Постепенно спокойно затянулась и не оставила в душе шрама первая рана, которую нанесло мне вторжение в мою жизнь чужого мира, и только много позднее я узнал, как обстояло дело с этим подозрительным крестиком, все же не совсем случайно оказавшемся в шкатулке. Одна русская девушка из Ставрополя, которая страстно полюбила моего брата, подарила ему этот талисман. Он должен был защитить его от превратностей судьбы. Мохама принял его как знак любви, потому что умел находить в своем сердце нужное место для многих, казалось бы, противоречащих друг другу вещей, не ставя при этом на карту связь с Родиной и веру. Из этих же соображений он решил взять меня на некоторое время из ограниченного, хотя и совершенного мира наших гор и ввести в далеко несовершенное, но значительно большее окружение.

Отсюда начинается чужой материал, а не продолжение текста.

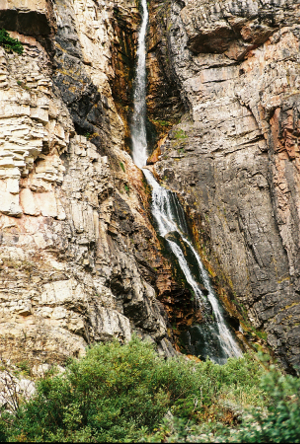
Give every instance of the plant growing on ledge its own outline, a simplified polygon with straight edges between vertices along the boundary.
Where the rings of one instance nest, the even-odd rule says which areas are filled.
[[[0,46],[3,46],[6,52],[16,52],[20,55],[24,51],[22,43],[11,37],[6,29],[0,29]]]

Книга третья Потерянный рай


Наша тетя Мури, сестра отца, которая после смерти матери смотрела за мной и моим братом Бари, давно овдовела, но, как очень деятельная и достойная уважения личность, играла большую роль в общественной жизни Чоха. Однажды она решила женить своего сына Алтая. Выбрав с мудрой осторожностью и осмотрительностью подходящую невесту и договорившись с ее родителями, она начала приготовление к свадьбе. В ее большом старом доме в течение месяца всё драили и чистили, затем резали скот и договорились с музыкантами. Весь аул ждал свадьбы внука Захари, наиба великого Шамиля, как важного события.

В то время как мать была занята свадебными приготовлениями, Алтая, как и положено по обычаю, не было дома. Он должен был все это время скрываться. Если бы кто-нибудь узнал о местонахождении жениха, его тут же схватили бы и взяли под стражу. А это считалось позором. Никогда не разрешалось жениху свободно передвигаться по аулу. Это противоречило обычаям, поэтому Алтай прятался у друга, откуда ему разрешили выйти лишь в день бракосочетания. Только мы, его двоюродные братья и ближайшие друзья, были посвящены в тайну и иногда составляли ему компанию.

Несмотря на все радостные предсвадебные хлопоты, Алтай сидел хмурый и удрученный в маленькой комнатке. Бледный, небритый и небрежно одетый, он находил успокоение лишь в курении. Он часто начинал возмущаться происходящим и ругал себя за то, что дал втянуть себя в этот спектакль. «Как я мог это позволить, я, офицер, просвещенный современный человек! Я раньше смеялся над теми, кто готов был купить кота в мешке, а теперь сам не знаю, как выглядит моя невеста. И все это лишь потому, что моей матери вздумалось женить меня, пока она жива».